Re:No sound in space
by
nacs
·
· Score: 0, Offtopic
And if we're really lucky, he'll take the rest of his nstink pals with him.
-- "I filter at +6, and have yet to miss out on an important comment." (#822545)
FUCK! DON'T PUSH IT! THIS _REALLY_ PISSES ME OFF!
by
Anonymous Coward
·
· Score: -1, Offtopic
I love food, and I especially love Chinese food. But these things really piss me off:
1. No chopsticks. What the fuck is up with that? More and more Chinese restaurants do not put chopsticks on the table by default. You have to ask for them. Hell, there's this restaurant I used to go to. It was *called* chopsticks - and you still had to ask for some. You'd think, that, as a marketing gimmick, they would use chopsticks in there. But no. It's always this big hassle. You always have to ask. What, you think we can't eat with chopsticks, or something?
2. The jokes. I am tired of hearing dog jokes in Chinese restaurants. It's fucking rude. There is always an idiot seated 10 feet across who cracks Chinese restaurant jokes in the middle of your meal. "Do you like your dog? Yeah, especially in Moo Goo Gai Pan". That shit ain't funny. See, if it were funny, people would laugh. That's the expected reaction to funny jokes. If people are not laughing, what can you deduct, shit for brains? Another one I always hear is "The Chinese Restaurant is the only restaurant where they welcome your dog." Fucking hilarious, I tell you. Want to hear something funny? The latest Chinese restaurant that opened in my street is located 200 yards away from the humane society. Now *that* is a marketing genius at work.

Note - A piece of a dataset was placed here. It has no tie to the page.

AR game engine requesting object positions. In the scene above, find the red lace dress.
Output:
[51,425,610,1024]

3. The numbers deal. What the fuck is up with the numbers and letters to designate the dishes? We can read, you know. We don't sign our credit card with a "X". We are not totally illiterate, for Pete's sake. I am tired of seeing those people say "I'll have the C32, mild, with fried rice on the side." Hey asswipe, it's a Chicken Low Mein. What's so fucking hard to say? I just don't get it. I find it stupid at best, and insulting at worse.
4. Why do all Chinese restaurants have a fish tank? It's a catch 22. When they have one, it's a cliché. When they don't, they look like they are not successful enough to afford one. The whole fish tank thing is a pain in the ass. I always have the sneaking sensation that someone in the room is eating the fish I was checking out while waiting to be seated.
5. The staff has to make an effort to speak English while around customers. It's fucking rude to see them talk to each other in Chinese - Mandarin to be more precise - right in your face. You never know if they're talking about the weather or if they are insulting your ancestry. Fucking little dweebs come here to live, great. Now learn to be polite. Hey, English is not my mother tongue, it's my third language. But I still make an effort to speak it while in the company of others. It's called courtesy, asswipe.
6. Is Tso a General, a corporal, or a colonel? Every other restaurant has a different rank for the guy. Just choose one and stick to it, for God's sake! Hell, some even spell his name Tsao, to further confuse the situation. Little fuckers can't get their facts straight.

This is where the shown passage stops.